MAXWELL:  Too much importance placed on FCAT

8/1/2001 – Printed in the EDITORIAL section of the St Petersburg Times Newspaper

 

During my nearly 20 years as a college English and journalism teacher, I had a reputation for being tough, even mean.

In my newswriting course, for example, students had to publish three articles to earn the grade of A.

“Journalism is not about writing essays that I simply grade,” I used to tell students each meeting. “Journalism is about publishing. So get published if you want to pass this course.”

In ENC 2301, I required two major research papers, one using the style of the Modern Language Association, the other that of the American Psychological Association. Most students complained at the beginning of the term, but, at the end, the survivors were grateful because they had become competent researchers.

I give this background to establish that I believe in high standards and that I believe in teacher and student accountability as much as the next person, including our governor.

All that said, let me now say that our state, like many others, has gone test crazy. We have turned the public school system into a high-stakes test mill.

The centerpiece of the mill is the Florida Comprehensive Assessment Test, administered for the first time three years ago in grades 4, 5, 8 and 10. This year, grades 3, 6, 7 and 9 also were tested. Tenth-graders have become the focus of attention because they must pass the FCAT to graduate. Sure, students have had to satisfy minimum standards to graduate for several years, but the senior class of 2003 is the first that must conquer the FCAT to graduate.

What is so bad about this requirement? After all, if I understand the setup, 10th-graders who fail the test the first time get six more chances to pass it. One big concern of many parents and teachers about the FCAT, a test of math and reading, is that many sophomores who fail it are stigmatized and never fully recover. I have received dozens of letters from parents testifying to that fact.

One mother said, for example, that her 10th-grader, who failed the test, “already feels like a loser and graduation is still two years away. He feels labeled. He’s a bright boy, but he now feels dumb. The bad part is that he doesn’t work as hard as he used to.”

A South Florida high school principal, who did not want his named used for publication, told me this: “Failing the FCAT and anxiety over failing it are creating the monster of self-fulfilling prophesy. I have students, 14- and 15-year-olds, who already feel like losers. They’re just kids, but they feel bad about themselves.”
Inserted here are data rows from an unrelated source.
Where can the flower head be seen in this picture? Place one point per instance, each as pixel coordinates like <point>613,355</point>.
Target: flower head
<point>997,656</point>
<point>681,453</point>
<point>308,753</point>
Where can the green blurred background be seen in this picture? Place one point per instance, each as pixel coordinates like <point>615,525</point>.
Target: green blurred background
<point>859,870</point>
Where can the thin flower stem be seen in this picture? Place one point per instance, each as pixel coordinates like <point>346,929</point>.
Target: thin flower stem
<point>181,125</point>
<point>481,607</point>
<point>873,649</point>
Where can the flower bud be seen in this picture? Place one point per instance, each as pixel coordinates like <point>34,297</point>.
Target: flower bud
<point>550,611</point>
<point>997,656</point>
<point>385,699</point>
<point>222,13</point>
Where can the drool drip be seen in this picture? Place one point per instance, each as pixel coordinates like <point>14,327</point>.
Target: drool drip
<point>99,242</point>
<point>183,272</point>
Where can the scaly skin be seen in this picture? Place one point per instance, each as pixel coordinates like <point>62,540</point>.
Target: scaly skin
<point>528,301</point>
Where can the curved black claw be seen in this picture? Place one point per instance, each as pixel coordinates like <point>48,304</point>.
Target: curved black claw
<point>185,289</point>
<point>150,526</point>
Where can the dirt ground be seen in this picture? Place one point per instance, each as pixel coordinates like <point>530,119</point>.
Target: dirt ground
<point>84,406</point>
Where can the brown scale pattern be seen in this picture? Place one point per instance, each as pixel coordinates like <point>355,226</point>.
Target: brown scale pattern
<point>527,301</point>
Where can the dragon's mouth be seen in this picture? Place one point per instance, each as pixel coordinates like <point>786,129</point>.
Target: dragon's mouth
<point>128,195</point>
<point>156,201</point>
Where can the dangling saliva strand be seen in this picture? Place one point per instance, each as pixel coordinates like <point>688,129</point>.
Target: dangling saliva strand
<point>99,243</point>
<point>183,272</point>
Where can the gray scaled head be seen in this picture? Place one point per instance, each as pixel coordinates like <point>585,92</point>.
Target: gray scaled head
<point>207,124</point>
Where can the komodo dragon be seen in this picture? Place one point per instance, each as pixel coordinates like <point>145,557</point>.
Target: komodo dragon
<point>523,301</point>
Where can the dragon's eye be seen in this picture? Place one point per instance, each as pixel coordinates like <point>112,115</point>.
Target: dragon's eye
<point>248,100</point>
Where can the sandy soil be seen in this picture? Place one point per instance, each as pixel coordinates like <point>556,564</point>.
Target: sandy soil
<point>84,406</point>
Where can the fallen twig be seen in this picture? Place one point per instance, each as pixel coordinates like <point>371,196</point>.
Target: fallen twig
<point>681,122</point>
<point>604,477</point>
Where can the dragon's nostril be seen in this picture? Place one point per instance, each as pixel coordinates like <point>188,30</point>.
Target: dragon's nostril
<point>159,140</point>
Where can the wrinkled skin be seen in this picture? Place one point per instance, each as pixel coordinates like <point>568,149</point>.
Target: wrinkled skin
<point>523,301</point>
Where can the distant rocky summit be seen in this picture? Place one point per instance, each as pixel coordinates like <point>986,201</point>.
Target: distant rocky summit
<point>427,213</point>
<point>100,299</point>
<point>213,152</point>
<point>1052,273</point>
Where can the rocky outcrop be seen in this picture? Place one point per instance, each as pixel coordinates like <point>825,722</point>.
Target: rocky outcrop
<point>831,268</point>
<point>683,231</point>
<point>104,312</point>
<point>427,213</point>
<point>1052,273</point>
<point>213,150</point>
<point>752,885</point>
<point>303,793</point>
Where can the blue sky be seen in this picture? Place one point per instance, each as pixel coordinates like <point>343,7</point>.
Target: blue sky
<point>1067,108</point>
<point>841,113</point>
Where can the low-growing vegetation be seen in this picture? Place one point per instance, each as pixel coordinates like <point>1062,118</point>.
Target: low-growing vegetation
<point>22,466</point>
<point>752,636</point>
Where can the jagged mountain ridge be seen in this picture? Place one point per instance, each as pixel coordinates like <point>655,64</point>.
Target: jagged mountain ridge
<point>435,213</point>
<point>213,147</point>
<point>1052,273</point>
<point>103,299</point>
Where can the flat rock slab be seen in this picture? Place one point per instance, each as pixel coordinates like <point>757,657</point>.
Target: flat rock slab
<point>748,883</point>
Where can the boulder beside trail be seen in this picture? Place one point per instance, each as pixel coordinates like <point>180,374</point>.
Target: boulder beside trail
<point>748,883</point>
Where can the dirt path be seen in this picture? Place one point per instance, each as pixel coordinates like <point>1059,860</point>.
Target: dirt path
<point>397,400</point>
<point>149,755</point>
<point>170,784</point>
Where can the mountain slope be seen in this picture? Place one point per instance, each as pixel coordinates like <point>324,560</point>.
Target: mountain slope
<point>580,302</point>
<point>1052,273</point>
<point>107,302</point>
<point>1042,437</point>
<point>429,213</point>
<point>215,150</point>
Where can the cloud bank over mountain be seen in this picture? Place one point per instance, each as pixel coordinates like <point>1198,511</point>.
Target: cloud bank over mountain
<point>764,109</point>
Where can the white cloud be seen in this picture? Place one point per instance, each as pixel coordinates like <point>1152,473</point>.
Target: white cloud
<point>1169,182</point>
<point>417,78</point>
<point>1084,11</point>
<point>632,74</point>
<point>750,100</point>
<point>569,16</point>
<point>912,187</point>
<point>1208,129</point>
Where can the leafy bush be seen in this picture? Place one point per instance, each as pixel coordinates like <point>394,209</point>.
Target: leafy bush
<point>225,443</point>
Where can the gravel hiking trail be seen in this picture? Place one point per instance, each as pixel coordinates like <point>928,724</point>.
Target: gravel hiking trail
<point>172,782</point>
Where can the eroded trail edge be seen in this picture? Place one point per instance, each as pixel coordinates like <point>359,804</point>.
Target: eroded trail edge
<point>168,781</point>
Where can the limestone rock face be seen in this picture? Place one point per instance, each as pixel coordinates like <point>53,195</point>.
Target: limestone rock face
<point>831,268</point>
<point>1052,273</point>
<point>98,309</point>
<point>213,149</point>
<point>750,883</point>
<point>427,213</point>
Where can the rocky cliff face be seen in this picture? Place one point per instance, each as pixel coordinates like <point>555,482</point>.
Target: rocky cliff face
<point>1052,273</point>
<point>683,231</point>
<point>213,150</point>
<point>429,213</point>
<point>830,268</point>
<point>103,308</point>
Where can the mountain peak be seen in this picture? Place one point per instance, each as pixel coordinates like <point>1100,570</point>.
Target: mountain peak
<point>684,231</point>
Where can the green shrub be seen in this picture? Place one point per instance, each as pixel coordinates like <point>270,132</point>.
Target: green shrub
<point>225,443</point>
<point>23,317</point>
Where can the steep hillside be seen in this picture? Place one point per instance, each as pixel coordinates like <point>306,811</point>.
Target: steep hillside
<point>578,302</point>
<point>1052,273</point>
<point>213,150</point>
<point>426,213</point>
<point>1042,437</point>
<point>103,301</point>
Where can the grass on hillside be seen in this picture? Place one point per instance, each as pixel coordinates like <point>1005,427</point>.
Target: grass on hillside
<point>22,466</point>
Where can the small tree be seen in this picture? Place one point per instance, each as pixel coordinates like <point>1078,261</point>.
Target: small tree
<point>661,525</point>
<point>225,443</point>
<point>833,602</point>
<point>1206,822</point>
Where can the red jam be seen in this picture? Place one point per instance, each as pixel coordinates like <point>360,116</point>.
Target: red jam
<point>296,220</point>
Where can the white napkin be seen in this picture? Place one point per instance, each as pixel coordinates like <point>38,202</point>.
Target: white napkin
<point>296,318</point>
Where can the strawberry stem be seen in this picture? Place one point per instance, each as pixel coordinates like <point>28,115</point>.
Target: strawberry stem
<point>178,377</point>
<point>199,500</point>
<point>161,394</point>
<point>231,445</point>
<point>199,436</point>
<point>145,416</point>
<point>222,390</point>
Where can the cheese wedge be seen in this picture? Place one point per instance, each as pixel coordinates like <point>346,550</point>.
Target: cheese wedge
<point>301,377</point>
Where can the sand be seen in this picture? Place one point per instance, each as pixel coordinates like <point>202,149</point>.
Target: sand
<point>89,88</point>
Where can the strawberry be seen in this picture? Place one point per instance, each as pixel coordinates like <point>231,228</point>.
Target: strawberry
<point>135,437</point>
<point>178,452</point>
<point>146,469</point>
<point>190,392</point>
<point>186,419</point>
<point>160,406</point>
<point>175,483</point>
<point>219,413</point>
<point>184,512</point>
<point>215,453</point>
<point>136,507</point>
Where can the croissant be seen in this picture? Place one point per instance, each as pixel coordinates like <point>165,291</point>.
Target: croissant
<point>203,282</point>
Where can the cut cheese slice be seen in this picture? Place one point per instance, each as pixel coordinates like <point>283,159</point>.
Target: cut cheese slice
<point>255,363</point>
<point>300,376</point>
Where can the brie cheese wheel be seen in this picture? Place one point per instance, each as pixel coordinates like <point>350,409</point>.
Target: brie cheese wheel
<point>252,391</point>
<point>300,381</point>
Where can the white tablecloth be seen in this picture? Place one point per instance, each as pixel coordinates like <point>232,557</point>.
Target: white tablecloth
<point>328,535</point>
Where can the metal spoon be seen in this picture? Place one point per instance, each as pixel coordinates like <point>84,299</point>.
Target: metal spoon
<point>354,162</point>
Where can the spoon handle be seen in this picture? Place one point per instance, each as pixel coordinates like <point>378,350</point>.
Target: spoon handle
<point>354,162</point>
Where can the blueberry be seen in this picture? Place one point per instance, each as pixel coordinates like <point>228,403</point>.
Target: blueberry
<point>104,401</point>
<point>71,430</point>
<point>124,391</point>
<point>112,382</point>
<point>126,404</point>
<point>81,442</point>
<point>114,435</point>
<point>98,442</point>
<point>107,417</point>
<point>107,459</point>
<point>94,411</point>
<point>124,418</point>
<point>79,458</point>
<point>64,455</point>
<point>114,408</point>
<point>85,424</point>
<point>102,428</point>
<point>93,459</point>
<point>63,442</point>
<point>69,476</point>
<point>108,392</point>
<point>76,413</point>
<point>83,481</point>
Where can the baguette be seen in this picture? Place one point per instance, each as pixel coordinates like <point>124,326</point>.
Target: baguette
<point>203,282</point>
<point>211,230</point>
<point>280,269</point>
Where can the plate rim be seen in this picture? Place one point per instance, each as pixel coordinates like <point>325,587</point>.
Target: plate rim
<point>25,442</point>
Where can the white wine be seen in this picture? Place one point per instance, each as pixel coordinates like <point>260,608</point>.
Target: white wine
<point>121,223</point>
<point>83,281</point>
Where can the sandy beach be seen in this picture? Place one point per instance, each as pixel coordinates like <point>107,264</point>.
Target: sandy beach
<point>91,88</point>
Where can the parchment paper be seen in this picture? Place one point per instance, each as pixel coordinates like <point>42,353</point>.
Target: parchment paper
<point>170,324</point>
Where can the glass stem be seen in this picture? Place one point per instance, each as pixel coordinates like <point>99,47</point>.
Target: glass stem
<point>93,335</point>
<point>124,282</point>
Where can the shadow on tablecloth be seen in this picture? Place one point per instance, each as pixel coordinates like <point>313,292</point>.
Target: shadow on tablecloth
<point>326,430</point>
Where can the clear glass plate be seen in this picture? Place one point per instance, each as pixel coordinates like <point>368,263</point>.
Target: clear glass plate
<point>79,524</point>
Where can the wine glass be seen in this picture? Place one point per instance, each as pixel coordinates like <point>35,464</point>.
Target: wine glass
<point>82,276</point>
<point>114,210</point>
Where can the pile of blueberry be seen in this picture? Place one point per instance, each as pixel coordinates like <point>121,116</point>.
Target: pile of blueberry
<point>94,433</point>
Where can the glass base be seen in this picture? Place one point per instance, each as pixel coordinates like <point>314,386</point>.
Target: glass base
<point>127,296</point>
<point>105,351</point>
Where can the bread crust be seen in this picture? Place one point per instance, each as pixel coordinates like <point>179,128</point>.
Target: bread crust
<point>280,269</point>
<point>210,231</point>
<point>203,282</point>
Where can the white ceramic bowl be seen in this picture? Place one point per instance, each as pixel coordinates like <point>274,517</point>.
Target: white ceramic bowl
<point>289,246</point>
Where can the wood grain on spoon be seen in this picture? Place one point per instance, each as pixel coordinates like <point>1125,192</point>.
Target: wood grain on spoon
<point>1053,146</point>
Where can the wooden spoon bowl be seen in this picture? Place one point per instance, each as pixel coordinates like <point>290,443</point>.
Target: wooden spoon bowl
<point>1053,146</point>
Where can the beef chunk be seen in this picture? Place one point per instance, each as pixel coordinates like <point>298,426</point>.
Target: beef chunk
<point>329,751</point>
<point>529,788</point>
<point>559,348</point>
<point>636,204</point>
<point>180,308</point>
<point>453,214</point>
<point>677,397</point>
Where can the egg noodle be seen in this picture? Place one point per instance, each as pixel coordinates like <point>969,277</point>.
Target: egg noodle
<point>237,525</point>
Sarasota County’s teacher of the year, Jim Durest, told the Sarasota Herald-Tribune: “I think we’re frustrating a lot of kids. . . . They feel ignorant; they feel incapable. I see the spirit in their eyes fizzling out at such a young age _ it’s ridiculous.”

And how do we help these children regain self-confidence? We toss them into remedial courses _ test-taking sessions _ where the destructive labeling really takes hold. Again, students are the big losers. They are not permitted to take fun, yes fun, electives.

I see no long-term good in this scenario, not for the children, not for the public school curriculum.

“FCAT cannibalizes the curriculum, diverts scarce resources, discriminates against those who don’t test well and turns schools into giant prep centers,” Gloria Pipkin, a former teacher, told the St. Petersburg Times recently. She leads the Florida Coalition for Assessment Reform, a statewide group seeking to change the negative influences of the FCAT.

Hardened conservatives will scoff, but many children, some in third grade, literally become physically sick when hearing the letters FCAT, not to mention the anxiety experienced during constant practices.

And what about real learning? Yes, real learning. Teaching to a test is not real learning. Teaching kids to enjoy writing for its own sake has been tossed to the wind. Teaching them to think critically has become a joke, a cumbersome load that drags down scores on the FCAT _ the sole measure of a student’s academic achievement.

I am glad that FCAR has taken on FCAT. At least one rally has been held, and others are planned statewide. I do not agree that FCAT should be discarded. It should be one of the ways to assess student achievement. What about course grades and other evaluations? Do they mean nothing? What about the body of a student’s work during high school, middle school, elementary school?

Does a single test tell us everything about a child? Is it fair? Gov. Jeb Bush and his anti-public school supporters in Tallahassee and elsewhere in the state apparently think so.